Em outra família na Zona Norte, o avô de Guilherme, de 21 anos, e Arthur, de 17 (nomes fictícios), passa a maior parte do dia na cadeira de rodas. Para onde vai, carrega um aparelho portátil de oxigênio. É pelo cateter nasal que, desde 12 de março, o ar chega aos pulmões do idoso de 70 anos, que enfrenta as sequelas de 23 dias internado com Covid .

A tormenta começou quando os netos voltaram de uma viagem ao Nordeste, em janeiro. Um dos rapazes se sentiu mal, e a avó deles, de 67 anos, adoeceu. Nem Guilherme nem Arthur sabe quem pegou o vírus primeiro, mas o avô deles, que é hipertenso e diabético, teve sintomas e foi internado em estado grave.

— Meu vô quase foi entubado. Imagina isso. As pessoas têm que levar a sério o que está acontecendo. Têm que ficar em casa, proteger quem a gente ama — diz Guilherme.

— Fiquei com a vida do meu avô nas mãos. A culpa é enorme, não saberia viver com ela. A gente só entende quando fica perto de perder uma pessoa querida.

Além do risco de contaminar outras pessoas, os jovens infectados têm ficado em estado mais grave, segundo profissionais de Saúde.

— Perdemos alguns pacientes bem novos, de 21, 28 anos — diz o médico Diogo Medeiros, do Hospital Municipal Ronaldo Gazolla, em Acari.

Coordenadora da emergência do Hospital Rio Mar, na Barra, Mônica Guedes ressalta que, na unidade, adultos jovens, sobretudo de 30 a 45 anos, sem comorbidades, também têm sido internados com frequência, em condições delicadas:

— Muitos relatam terem participado de aglomerações, como festas ou por necessidades do trabalho. Há famílias inteiras que acabam internadas após viagens curtas à Região dos Lagos ou à Costa Verde.

No Estado do Rio, dados do Sivep-Gripe apontam, inclusive, para uma queda na idade média dos internados com Covid. Ela está este mês em 58 anos, seis anos a menos que a registrada em janeiro, e a menor desde abril de 2020. Na capital, números da prefeitura dão outras pistas sobre essa curva “rejuvenescida”.

Cenário de aglomerações e festas clandestinas, a Zona Sul divide com Barra e Jacarepaguá a liderança do número de jovens entre 20 a 39 anos infectados. Até o ano passado, a região tinha 13% de todos os casos confirmados nesta faixa etária. Em 2021, a fatia subiu para 17%, semelhante à de Barra e Jacarepaguá.

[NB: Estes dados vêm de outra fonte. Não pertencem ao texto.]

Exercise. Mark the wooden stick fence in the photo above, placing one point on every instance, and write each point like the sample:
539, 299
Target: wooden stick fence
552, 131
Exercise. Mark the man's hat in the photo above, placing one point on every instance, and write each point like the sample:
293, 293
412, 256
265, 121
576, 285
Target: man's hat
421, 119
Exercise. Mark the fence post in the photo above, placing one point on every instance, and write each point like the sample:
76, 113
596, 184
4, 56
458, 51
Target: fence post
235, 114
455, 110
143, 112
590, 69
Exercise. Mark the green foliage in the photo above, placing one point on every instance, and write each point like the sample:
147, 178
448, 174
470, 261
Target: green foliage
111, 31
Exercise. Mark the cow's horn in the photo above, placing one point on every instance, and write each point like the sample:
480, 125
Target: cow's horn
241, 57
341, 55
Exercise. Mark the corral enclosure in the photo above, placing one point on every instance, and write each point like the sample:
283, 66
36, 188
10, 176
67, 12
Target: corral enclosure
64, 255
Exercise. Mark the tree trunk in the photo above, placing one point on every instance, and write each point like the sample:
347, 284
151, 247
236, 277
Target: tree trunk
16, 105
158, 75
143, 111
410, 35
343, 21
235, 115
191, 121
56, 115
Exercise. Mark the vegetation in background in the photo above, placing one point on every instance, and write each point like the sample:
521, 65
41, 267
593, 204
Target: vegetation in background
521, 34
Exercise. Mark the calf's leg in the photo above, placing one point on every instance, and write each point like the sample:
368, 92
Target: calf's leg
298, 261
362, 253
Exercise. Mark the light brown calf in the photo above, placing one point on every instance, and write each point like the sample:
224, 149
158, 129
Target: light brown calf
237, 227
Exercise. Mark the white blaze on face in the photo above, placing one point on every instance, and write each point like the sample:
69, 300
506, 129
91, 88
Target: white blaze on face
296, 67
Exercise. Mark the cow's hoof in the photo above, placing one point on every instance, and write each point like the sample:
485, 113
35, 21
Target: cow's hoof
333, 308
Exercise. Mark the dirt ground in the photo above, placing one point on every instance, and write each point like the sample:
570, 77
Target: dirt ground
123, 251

— Não acho coincidência que isso tenha ocorrido na Zona Sul, onde há bairros com tradição de aglomerações de jovens. Esse aumento mais concentrado nos deixa em alerta — afirma Raphael Guimarães, pesquisador em saúde pública da Fiocruz.

Apenas uma festa

Morador de Copacabana, Eduardo Gonçalves, de 30 anos e empresário na área de marketing, é um dos que confessam que não dispensavam uma balada. Até que contraiu a Covid:

— Com certeza, peguei numa festa. Quando você se depara com a realidade, fica assustado. Agora, estou completamente careta. É preciso dar importância ao que está acontecendo.